After Monty got run over in November 2000 we decided not
to get any more cats. It was just too painful to see them get killed.
Well, we held out for four months. Then our neighbour Diane Saunders found a starving kitten in her shed, apparently dumped there. At the
time I wrote:
I put it between 8 and 10 weeks, and not in nearly as poor a condition as she had suggested.
It looks like a pure bred cat: long-haired tortoiseshell chinchilla, not the kind of moggie
you see every day. The red looks more like cream, which suggests double dilution (see above;
blue or lilac cream), but the dark hair looks more black than blue.
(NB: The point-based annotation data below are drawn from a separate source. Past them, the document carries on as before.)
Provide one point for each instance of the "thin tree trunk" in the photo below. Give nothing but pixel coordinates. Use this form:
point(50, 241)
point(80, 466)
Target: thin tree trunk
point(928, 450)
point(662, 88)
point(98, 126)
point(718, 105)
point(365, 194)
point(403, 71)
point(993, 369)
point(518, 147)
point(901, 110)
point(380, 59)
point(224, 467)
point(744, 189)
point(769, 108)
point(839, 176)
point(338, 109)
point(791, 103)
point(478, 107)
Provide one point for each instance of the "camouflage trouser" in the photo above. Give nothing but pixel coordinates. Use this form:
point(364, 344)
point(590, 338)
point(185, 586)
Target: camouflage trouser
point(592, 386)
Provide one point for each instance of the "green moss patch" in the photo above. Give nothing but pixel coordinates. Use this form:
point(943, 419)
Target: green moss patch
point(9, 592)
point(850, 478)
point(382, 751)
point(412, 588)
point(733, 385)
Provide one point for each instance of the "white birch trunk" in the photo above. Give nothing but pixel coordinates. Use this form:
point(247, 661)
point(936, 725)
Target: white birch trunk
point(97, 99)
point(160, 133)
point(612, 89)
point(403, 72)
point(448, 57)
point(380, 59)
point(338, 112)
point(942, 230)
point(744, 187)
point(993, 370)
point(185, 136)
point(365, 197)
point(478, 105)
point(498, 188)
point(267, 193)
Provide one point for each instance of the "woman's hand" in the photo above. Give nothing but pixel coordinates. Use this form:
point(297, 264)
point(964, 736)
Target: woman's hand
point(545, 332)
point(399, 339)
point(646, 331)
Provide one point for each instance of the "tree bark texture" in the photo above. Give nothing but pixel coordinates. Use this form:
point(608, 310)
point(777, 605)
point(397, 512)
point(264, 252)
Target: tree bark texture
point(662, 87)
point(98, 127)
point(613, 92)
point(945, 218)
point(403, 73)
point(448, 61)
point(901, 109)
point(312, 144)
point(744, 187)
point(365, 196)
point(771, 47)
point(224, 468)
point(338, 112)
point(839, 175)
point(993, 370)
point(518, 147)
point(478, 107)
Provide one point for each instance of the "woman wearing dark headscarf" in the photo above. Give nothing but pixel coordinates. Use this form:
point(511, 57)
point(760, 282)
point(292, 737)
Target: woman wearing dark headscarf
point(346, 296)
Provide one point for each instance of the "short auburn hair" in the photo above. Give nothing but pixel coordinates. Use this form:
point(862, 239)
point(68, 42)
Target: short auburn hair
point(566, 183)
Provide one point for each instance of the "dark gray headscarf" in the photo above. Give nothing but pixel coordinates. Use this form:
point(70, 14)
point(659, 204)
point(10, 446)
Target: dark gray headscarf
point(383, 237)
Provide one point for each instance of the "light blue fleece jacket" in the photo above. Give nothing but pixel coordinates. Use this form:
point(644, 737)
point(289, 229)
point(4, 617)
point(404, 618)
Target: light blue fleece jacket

If she really is double
dilute, you'd expect her to be pure bred, since she would need two parents with the
d gene, and it's pretty rare except in pure-bred cats.
We decided to call her “Perdita”, meaning “lost”, after the name in
“The 101 Dalmatians”. Here's a photo we took of her the day after she was
found.
The cream wasn't cream after all, it was red. I forgot how long it takes for the red
colour to develop, and until it does, it looks cream.
“Perdita” does not mean “lost” in Italian, it means
“loss”. The correct word would be “perduta”, but we didn't like
that name, so we ended up calling her “Fluffy”.
Greg Edmonds told me that he had seen wild cats which looked like Fluffy.
We now believe that she was a kitten (quite probably the only surviving one) of a feral cat.
That would explain how she came to be so far from civilization. We're uncertain what
happened to her mother. One theory I had was that she had been poisoned: at the time we
found her, the neighbours had been spreading rabbit poison. On the other hand, rabbits and
cats don't eat the same sort of thing. I'm coming to the conclusion that the most plausible
explanation is that her mother was scared off by Diane arriving in the shed, and ran away.
Diane found the kitten and took it away.
Fluffy's an interesting cat. She's not overly affectionate and tends to keep to herself.
She's also terrified of visitors, so few get to see her. Despite her presumed background,
she's a lousy hunter. Lilac keeps trying to teach her how to catch mice, but she just plays
with them until they run away. She obviously missed some crucial childhood training.